In den Gruppenfotos aus dem Kreml halten die eigentlichen Hauptdarsteller sich nobel im Hintergrund. Westliche Industrielle und Finanzmagnaten, freiheitlich-demokratisch -grundordentliche Wurstfabrikanten, drei Milliarden schwere Banker, bundesdeutsche Automobilfürsten und allmächtige Herrscher im Reich der Atomindustrie, sie alle treten in dem Theaterstück auf, das in diesen Tagen in Moskau inszeniert wird. Und vorn im Rampenlicht spreizt sich der gewichtige Kleindarsteller aus Oggersheim und hält sich für den Helden. Aber egal, in welcher Rolle, sie alle unterliegen dem Gesetz der Hegelschen Geschichtsdialektik: sie helfen ihm auf, den sie von Hitler erbten, ihrem Erbfeind.

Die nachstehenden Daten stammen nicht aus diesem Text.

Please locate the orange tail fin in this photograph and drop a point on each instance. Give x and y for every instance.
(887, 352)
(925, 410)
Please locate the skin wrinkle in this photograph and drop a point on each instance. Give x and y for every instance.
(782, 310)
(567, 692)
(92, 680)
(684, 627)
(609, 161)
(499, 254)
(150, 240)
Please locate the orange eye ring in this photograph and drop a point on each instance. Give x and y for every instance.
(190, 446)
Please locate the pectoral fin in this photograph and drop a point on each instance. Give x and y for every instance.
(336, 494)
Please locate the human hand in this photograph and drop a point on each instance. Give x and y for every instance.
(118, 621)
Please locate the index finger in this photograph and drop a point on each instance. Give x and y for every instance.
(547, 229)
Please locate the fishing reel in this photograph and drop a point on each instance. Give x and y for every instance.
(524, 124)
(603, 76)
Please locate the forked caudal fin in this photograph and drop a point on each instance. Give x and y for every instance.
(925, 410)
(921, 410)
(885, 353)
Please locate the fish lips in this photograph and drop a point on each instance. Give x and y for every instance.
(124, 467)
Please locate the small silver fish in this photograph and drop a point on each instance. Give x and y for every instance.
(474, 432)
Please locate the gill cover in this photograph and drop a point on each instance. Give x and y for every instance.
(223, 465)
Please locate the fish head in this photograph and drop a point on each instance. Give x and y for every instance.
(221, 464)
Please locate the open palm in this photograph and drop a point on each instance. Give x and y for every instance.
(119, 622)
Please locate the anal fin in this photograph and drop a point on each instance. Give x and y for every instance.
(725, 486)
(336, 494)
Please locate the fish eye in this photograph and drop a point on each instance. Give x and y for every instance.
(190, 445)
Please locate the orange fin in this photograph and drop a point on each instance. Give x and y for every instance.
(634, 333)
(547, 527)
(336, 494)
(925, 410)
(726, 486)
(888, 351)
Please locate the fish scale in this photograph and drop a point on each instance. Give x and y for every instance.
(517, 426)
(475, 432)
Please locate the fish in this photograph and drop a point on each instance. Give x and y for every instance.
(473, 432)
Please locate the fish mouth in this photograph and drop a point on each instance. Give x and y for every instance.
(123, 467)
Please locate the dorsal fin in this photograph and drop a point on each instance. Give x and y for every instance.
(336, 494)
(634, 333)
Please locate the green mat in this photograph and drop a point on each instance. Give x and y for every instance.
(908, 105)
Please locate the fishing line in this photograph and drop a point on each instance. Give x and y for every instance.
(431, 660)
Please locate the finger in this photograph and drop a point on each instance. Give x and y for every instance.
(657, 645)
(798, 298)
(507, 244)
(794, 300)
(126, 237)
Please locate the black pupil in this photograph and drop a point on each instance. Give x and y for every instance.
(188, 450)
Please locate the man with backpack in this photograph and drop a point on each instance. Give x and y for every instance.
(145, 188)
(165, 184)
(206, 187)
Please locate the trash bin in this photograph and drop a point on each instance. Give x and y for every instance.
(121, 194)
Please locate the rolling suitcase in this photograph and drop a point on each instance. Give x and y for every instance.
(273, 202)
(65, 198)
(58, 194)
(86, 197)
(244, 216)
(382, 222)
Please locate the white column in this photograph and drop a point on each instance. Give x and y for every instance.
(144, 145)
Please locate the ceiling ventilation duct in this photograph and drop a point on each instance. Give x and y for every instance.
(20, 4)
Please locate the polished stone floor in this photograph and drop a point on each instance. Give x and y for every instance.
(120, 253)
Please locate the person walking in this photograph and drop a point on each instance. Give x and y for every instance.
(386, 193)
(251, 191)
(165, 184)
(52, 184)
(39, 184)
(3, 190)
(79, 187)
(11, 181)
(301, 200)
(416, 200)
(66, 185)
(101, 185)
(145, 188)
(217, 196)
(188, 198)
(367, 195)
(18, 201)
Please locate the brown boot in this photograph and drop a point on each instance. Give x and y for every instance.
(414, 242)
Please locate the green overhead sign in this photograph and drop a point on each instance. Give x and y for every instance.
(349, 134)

Aber eben genau das ist meine Freude und ist meine Hoffnung auf unser Überleben in dieser Welt. So soll es sein! Die partikulären Interessen bündeln sich wie von weltgeistiger Zauberhand gebündelt zum Guten. Der eine will neue Märkte erschließen, der andere will durch Joint-Venture-Verträge billige Arbeitskräfte im weiten Rußland für den Kapitalverwertungsprozeß einspannen. Der Fleischfabrikant will sich sein Stück Fleisch rausschneiden, und der Fleischkoloß aus Bonn will die nächsten Wahlen gewinnen. Auch die weiblichen Nebenrollen sind gut besetzt. Gorbis Raissa, bei der ich auch mal gern den Borschtsch probieren würde, tanzt mit Helmuts Hannelore anmutig ihre Divertissements zwischen den Hauptstücken. Und der neue Zar Michael, wohin treibt es der Generalsekretär und Präsident, und wohin treibt es ihn? Welche heißen Kastanien des Weltgeistes holt dieser Bonaparte Gorbatschow aus dem Feuer? Welche Finger verbrennt er sich dabei? Und wer darf die Maronen zum guten Ende aufessen? Soviele Fragen. Die Oberen reden miteinander, wir sehen die Bilder, wir hören die Sprechblasen, und wir sind scharf auf den nächsten Schritt. Brecht schrieb in seinem Lied von der Solidarität:

Reden erst die Völker selber

werden sie schnell einig sein

Na ja, das ist auch noch die Frage. Aber das wollen wir probieren, ich will's wissen.